Software defense: safe unlinking and reference count hardening

Security Research & Defense

/ By swiat / November 06, 2013 / 15 min read

Object lifetime management vulnerabilities represent a very common class of memory safety vulnerability. These vulnerabilities come in many shapes and sizes, and are typically quite difficult to mitigate generically. Vulnerabilities of this type result commonly from incorrect accounting with respect to reference counts describing active users of an object, or improper handling of certain object states or error conditions. While generically mitigating these issues represents an ongoing challenge, Microsoft has taken steps towards mitigating certain, specific classes of these issues in Windows 8 and Windows 8.1. These mitigations typically involve widespread instrumentation of code to reduce the impact of specific classes of issues.

Introducing fast fail

Before we further detail some of the mitigations discussed in this post, it’s important to take a brief moment to outline the mechanism by which these upcoming mitigations report their failures.

When it comes to memory safety mitigations, one of the most basic (but sometimes overlooked) aspects of a mitigation is what to do when corruption has been detected.
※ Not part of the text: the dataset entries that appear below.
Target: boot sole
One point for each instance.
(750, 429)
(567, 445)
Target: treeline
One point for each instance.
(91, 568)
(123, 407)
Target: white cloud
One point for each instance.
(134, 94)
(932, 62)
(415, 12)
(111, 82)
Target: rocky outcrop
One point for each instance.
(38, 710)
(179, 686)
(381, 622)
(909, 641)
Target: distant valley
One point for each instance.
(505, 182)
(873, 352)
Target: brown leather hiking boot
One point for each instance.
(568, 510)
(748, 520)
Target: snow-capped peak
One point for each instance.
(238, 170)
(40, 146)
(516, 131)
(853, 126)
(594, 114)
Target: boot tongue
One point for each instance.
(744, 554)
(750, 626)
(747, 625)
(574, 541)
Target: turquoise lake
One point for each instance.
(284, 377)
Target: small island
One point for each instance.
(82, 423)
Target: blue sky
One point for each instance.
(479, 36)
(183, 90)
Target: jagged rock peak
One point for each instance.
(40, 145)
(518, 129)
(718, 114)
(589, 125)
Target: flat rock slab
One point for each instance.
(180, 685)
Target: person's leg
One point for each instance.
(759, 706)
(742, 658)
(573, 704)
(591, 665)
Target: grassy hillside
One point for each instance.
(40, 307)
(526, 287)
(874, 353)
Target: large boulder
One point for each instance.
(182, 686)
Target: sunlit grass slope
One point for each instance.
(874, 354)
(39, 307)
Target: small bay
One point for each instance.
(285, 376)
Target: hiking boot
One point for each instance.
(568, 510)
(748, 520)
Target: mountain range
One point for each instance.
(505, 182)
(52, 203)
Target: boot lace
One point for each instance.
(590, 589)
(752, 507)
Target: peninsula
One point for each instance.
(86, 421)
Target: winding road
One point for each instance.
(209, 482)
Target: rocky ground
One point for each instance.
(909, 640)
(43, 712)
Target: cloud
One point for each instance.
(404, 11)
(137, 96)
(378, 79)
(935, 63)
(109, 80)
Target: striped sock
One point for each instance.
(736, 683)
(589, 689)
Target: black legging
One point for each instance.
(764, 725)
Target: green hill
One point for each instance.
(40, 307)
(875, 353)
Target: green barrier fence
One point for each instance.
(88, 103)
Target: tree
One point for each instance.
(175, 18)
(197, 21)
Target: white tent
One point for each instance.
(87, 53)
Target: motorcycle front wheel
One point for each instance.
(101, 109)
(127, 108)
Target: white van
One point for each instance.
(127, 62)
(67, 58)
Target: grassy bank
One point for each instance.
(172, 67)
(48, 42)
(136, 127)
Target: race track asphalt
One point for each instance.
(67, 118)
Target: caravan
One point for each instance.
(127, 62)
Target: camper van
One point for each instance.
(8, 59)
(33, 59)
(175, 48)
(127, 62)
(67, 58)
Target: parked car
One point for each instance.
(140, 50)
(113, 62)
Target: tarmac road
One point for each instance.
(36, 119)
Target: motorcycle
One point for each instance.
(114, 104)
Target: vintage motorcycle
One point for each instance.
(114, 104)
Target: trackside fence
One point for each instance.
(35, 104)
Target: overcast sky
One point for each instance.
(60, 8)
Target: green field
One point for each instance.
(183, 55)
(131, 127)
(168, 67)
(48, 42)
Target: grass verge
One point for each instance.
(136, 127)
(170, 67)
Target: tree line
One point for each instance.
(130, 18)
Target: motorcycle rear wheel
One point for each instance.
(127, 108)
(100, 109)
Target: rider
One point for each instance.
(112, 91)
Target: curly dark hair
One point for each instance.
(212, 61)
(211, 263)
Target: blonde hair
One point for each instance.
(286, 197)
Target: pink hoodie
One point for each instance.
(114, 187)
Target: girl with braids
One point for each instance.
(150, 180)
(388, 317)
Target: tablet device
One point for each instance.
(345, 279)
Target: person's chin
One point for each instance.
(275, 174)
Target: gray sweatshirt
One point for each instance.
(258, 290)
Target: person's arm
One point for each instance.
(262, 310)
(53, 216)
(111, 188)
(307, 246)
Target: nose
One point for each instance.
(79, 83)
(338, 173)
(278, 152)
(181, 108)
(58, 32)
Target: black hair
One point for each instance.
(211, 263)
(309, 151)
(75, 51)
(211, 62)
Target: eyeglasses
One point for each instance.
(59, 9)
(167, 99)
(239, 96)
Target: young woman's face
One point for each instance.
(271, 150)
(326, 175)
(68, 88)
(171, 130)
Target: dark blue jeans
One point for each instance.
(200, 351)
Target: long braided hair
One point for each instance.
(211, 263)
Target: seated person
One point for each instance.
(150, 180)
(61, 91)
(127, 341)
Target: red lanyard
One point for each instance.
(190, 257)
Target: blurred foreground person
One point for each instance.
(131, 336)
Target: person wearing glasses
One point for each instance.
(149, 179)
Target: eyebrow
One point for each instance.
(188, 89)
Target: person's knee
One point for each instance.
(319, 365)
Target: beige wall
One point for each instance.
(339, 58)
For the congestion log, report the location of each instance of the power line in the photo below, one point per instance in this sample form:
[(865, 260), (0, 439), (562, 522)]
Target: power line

Typical memory safety mitigations attempt to detect some sort of indication that a program has “gone off the guard rails” and severely corrupted some form of its internal state; consequently, it is valuable for the code that detects the corruption to assume the minimum possible about the state of the process, and to depend on as little as possible when dealing with the error condition (often leading to a crash dump being captured, and the faulting program being terminated).

The mechanisms for dealing with triggering crash dump capture and program termination have historically been very environment-specific. The APIs often used to do so in user mode Windows, for example, do not exist in the Windows kernel; instead, a different set of APIs must be used. Furthermore, many existing mechanisms have not been designed to absolutely minimize dependencies on the state of the corrupted program at the time of error reporting.

Environment-specific mechanisms for critical failure reporting are also problematic for compiler generated code, or code that is compiled once and then linked in to programs that might run in many different environments (such as user mode, kernel mode, early boot, etc.). Previously, this problem has typically been addressed by providing a small section of stub code that is linked in to a program and which provides an appropriate critical failure reporting abstraction. However, this approach becomes increasingly problematic as the scope of programs that take dependencies on said stub library increases. For security features whose error reporting facilities are linked in to vast numbers of programs, the stub code must be extremely circumspect with respect to which APIs it may take dependencies on.

Take the case of /GS as an example; directly linking to the crash dump writing code would pull that code in to nearly every program built with /GS enabled, for example; this would clearly be highly undesirable. Some programs might need to run on OS’s before those facilities were even introduced, and even if that were not the case, pulling in additional dependent DLLs (or static linked library code) across such a wide scope of programs would incur unacceptable performance implications.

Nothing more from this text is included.